Der Einspruch, mit dem die Kläger den Ansatz der Entfernungspauschale für die Wegstrecke zwischen A. und B. begehrten, blieb ohne Erfolg; insoweit wird auf die Einspruchsentscheidung vom 17.01.2005 verwiesen.
Die Kläger haben Klage erhoben und zur Begründung im Wesentlichen Folgendes vorgetragen:
Die Entfernungspauschale sei auch für die Flugstrecke anzusetzen. Es sei davon auszugehen, dass in der Mehrzahl der Fälle die Flugkosten die Entfernungspauschale überstiegen. Seien allerdings -wie im Streitfall- die tatsächlich angefallenen Flugkosten geringer als die Entfernungspauschale, enthalte § 9 Abs. 1 Nr. 4 Satz 3 EStG eine Schlechterstellung und sei insofern nicht mit dem Gleichheitsgrundsatz des Art. 3 Grundgesetz -GG- vereinbar. Werde die gleiche Strecke beispielsweise mit der Bahn zurückgelegt, sei unstreitig die Entfernungspauschale anzusetzen. Es liege kein sachlicher Grund vor, vergleichbare Sachverhalte -günstiges Bahnticket bzw. günstiges Flugticket- ungleich zu behandeln. Auf die tatsächlich entstandenen Aufwendungen komme es nicht an.

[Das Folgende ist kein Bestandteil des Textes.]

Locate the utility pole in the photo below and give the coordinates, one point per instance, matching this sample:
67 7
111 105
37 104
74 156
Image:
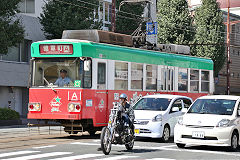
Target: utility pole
228 50
113 21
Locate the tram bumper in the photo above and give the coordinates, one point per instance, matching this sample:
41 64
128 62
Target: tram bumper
54 116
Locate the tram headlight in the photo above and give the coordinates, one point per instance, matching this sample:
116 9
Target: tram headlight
34 107
74 107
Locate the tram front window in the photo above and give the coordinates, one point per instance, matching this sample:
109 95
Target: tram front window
62 72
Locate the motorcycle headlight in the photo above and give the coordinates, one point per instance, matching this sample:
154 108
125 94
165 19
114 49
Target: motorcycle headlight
180 120
224 123
157 118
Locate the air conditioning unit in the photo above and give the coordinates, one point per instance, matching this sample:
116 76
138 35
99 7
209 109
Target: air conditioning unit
174 48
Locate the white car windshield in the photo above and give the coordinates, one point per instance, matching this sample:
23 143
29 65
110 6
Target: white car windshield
155 104
213 106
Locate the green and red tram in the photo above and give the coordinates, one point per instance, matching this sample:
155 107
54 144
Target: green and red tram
99 73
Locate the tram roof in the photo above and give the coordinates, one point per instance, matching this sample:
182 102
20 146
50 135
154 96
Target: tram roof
83 48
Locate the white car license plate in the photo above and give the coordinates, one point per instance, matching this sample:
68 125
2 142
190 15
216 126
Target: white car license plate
198 134
137 131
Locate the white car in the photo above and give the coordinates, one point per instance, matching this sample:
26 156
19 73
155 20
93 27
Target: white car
211 120
156 115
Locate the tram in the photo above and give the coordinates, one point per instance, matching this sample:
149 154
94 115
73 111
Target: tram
98 73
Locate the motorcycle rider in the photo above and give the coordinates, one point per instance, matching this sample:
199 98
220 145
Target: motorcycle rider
127 111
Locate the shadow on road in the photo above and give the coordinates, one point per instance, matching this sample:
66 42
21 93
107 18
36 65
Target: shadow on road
211 148
154 140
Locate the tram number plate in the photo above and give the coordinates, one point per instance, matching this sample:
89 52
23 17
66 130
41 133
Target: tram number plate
137 131
198 134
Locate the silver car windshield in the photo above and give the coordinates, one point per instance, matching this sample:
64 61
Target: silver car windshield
213 106
155 104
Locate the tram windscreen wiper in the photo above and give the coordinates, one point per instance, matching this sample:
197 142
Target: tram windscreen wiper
49 84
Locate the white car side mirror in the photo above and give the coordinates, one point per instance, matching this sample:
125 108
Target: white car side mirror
238 112
175 109
184 110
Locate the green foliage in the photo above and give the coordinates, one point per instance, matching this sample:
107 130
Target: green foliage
174 22
11 31
126 22
8 114
60 15
209 30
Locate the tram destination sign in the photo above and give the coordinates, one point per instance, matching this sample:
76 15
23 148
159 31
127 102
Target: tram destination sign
56 48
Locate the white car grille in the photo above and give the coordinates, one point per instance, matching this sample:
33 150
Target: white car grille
141 122
195 126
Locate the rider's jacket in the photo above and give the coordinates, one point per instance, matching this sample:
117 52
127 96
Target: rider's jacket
128 110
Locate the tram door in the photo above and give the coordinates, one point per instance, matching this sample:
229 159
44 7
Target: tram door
101 93
167 78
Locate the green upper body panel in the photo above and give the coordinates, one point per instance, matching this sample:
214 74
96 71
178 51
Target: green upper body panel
114 52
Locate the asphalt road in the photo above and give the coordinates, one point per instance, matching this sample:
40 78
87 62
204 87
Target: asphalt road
20 144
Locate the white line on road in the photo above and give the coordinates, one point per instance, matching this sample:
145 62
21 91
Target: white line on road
169 149
118 157
79 157
160 159
37 156
170 146
16 153
88 144
44 147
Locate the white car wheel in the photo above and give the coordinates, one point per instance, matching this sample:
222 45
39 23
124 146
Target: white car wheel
166 134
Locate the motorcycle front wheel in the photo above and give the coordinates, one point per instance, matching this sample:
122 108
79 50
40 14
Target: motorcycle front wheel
130 143
105 141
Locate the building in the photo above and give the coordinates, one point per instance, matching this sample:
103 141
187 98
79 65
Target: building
15 65
221 80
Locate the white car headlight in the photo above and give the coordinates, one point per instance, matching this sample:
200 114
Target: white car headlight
180 120
224 123
157 118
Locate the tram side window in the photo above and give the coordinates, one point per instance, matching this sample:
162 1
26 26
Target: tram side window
101 81
205 81
87 74
194 80
182 79
136 76
151 77
163 79
121 76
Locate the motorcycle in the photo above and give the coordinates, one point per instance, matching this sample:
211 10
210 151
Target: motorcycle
116 132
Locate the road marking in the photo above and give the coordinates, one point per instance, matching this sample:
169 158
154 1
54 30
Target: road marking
168 149
88 144
37 156
16 153
118 157
170 146
79 157
160 159
44 147
97 140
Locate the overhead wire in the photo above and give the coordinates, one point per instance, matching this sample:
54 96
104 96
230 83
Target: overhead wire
180 27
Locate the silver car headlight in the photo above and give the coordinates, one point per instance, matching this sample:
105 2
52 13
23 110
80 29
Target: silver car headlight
224 123
157 118
180 120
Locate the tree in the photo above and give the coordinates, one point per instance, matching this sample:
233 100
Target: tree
129 17
11 31
209 29
174 22
60 15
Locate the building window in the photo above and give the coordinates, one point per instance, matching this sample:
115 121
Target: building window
182 79
101 81
121 76
27 6
205 81
151 77
136 76
194 80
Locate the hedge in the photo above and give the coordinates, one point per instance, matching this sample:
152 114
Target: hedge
8 114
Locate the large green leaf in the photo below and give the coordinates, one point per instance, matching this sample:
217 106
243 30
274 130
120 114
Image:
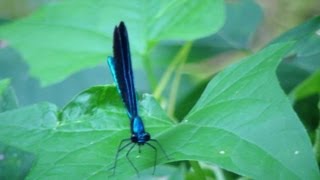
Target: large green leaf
243 122
67 36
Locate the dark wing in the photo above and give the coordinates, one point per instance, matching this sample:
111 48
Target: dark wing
121 69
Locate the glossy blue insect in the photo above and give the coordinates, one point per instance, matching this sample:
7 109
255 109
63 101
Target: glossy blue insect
121 70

Da die Voraussetzungen einer doppelten Haushaltsführung erfüllt seien, mache sie -die Klägerin- von ihrem Wahlrecht Gebrauch und begehre daher den Ansatz der Werbungskosten für die zurückgelegten Wegstrecken zwischen A. und B. mit den für Familienheimfahrten maßgebenden Entfernungspauschalen gemäß § 9 Abs. 1 Satz 3 Nr. 5 EStG in Höhe von 0,40 € pro Entfernungskilometer.
Die Strecke zwischen B. und A. habe nach dem Tacho ihres Fahrzeugs 680 km betragen. Wegen der ständigen Staugefahr habe sie stets den Weg über die Autobahn A...., Kreuz Xxx, A...., Kreuz Xxx-Ost und sodann über die A.... gewählt. Diese Wegstrecke sei zwar etwas länger, aber eindeutig die schnellste Strecke. Anzusetzen sei nach dem Routenplaner Falk die Strecke mit 639,4 km.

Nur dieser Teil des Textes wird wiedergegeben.